There's also no built-in optical drive. (That's the component that reads and writes CDs and DVDs.) Apple's main compensation is a new feature called Remote Disc. This allows you to borrow the optical drive of a different computer so you can burn CDs, play DVDs and (most importantly) install software to restore a damaged operating system. Clever idea, but trickier than it sounds. Macbook Air owners would be nuts if they didn't buy Apple's new $99 SuperDrive external disk drive. (Of course, that's one more suitor for that lone USB port.) More disturbingly to power users, the maximum built-in storage option -- the only one -- is an 80-gigabyte hard drive. Apple insists that if it used the 160-gig hard drive it offers in its high-end iPod Classic, it would blow the profile of the MacBook Air. Eighty gigs isn't much these days; you can get a bigger drive on even the low-end MacBook.

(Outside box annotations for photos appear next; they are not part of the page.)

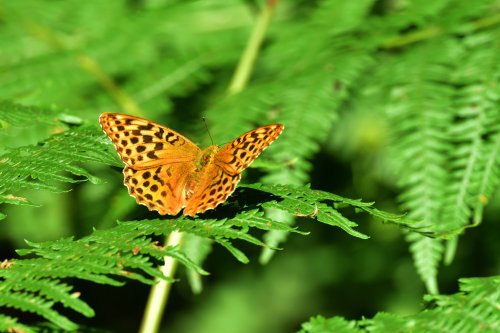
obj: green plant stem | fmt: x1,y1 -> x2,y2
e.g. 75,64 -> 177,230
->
227,0 -> 278,95
139,231 -> 184,333
139,0 -> 278,333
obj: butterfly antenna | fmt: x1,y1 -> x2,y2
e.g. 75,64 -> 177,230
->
201,117 -> 214,146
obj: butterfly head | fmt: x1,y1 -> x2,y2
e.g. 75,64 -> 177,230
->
196,145 -> 220,170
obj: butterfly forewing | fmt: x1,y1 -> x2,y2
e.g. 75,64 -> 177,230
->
99,113 -> 200,169
215,124 -> 284,174
184,124 -> 284,215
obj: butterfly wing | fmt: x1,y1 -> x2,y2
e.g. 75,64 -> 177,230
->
215,124 -> 285,175
123,163 -> 194,215
99,113 -> 200,215
99,113 -> 200,170
184,124 -> 284,216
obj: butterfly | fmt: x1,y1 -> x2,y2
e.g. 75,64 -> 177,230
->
99,113 -> 284,216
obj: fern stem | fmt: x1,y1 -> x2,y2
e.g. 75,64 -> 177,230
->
139,231 -> 184,333
228,0 -> 278,95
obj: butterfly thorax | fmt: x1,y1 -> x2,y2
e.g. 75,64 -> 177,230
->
196,145 -> 219,172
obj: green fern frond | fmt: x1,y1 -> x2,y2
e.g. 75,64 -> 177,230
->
0,314 -> 38,333
0,123 -> 120,214
243,184 -> 406,239
298,316 -> 360,333
0,220 -> 207,330
300,276 -> 500,333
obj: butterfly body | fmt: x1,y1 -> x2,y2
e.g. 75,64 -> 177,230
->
99,113 -> 284,216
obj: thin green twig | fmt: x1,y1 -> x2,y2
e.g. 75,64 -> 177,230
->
139,0 -> 278,333
139,231 -> 184,333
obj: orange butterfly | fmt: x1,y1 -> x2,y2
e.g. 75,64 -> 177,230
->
99,113 -> 284,216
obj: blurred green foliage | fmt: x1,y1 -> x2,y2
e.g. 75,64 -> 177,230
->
0,0 -> 500,333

In one sense, this is a prescient look forward to the day when people will store their digital assets remotely, "in the cloud," as this concept is described. But since it's still a couple of years before my voluminous iTunes collection of movies and songs will be stashed in the ether, I need a computer with a standard-size drive, and the Macbook Air will work for me only as a second machine, a luxury item for on-the-go use.

While these omissions may be troubling -- especially to someone in a down-turning economy deciding whether to spend a premium sum for a computer with sub-premium storage -- the fact is that simply using the Macbook Air, as I'm doing right now in writing this review, is rather copacetic. Though I can quibble with a few of Apple's choices of what to take off, the product's dimensions and design definitely show that that the losses were not in vain. The things that Apple left on were the ingredients for a quality computer. And did I mention how thin it is?